為替レートは、さまざまな要因で変動します。
為替レートを変動させる要因というのは、次の2つが考えられます。
「良い」思われている国の通貨は人気が出るので購入され、価値が高くなりやすくなります。
「悪い」と思われている国の通貨は誰も見向きもしないため購入されず、価値が低くなりやすいと言えます。
為替の動きに影響を与える「良い」「悪い」の要因には、以下のようなものがあります。
●金利
お金には、金利の低いところから高いところへ流れる性質があります。
水が、高い場所から低い場所へ流れるのと、反対です。
これは金利の低い国でお金を運用するよりも、金利の高い国で運用した方が、よりたくさんの金利収入を受け取ることができるからです。
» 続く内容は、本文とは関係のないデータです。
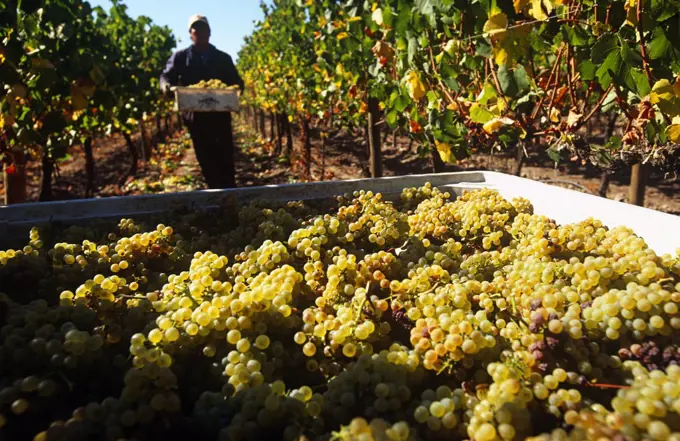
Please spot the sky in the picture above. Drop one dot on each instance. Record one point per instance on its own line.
(230, 20)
金利の高い国に人気が集中する結果、その国の通貨が購入され、為替レートも高くなります。
ただし、どんな国でも金利さえ高ければ通貨が高くなるわけではなく、国内の情勢はもちろん、物価が安定していることが前提です。
●経済の状況
景気が良くなると、株価や土地の値段も上昇し、ビジネスのチャンスが増えます。
外国からもどんどんお金が集まり、その国の通貨を購入して投資するため、為替レートは高くなります。
反対に景気の悪い国からは、どんどんお金が逃げていってしまいます。
その国の通貨を売却することになるので、通貨が安くなります。
景気の良し悪しを判断する材料になる株価・GDP成長率・雇用統計などの状況によって、為替レートが上下することが多々あります。
●貿易
商品を数多くアメリカへ輸出した場合(貿易黒字)、その代金はアメリカドルで支払われます。
そこで、外貨であるドルを、自国の通貨である円に替えることになります。
つまりドルを売って円を買う動きが強くなり、円が高くなります。
反対にたくさん輸入した場合(貿易赤字)には、支払いのためにアメリカドルを購入し、円を売却します。
それでドルが高くなり、円が安くなります。
この輸入と輸出の差が大きいほど、その国の通貨に与える影響が強くなると考えられます。
●為替介入
為替介入は、為替レートの動きを安定させるために政府が介入し、大量の円を売買することです。
日本のような貿易国の場合、急な円高や円安は企業だけでなく、経済全体に大きな影響を与えます。
為替レートの急激な変動によるダメージを、できるだけ小さくするための措置といえます。
●その他
テロやクーデターなどの紛争・天災・選挙・外交イベント・他国の為替政策など、さまざまな影響で為替レートは変動します。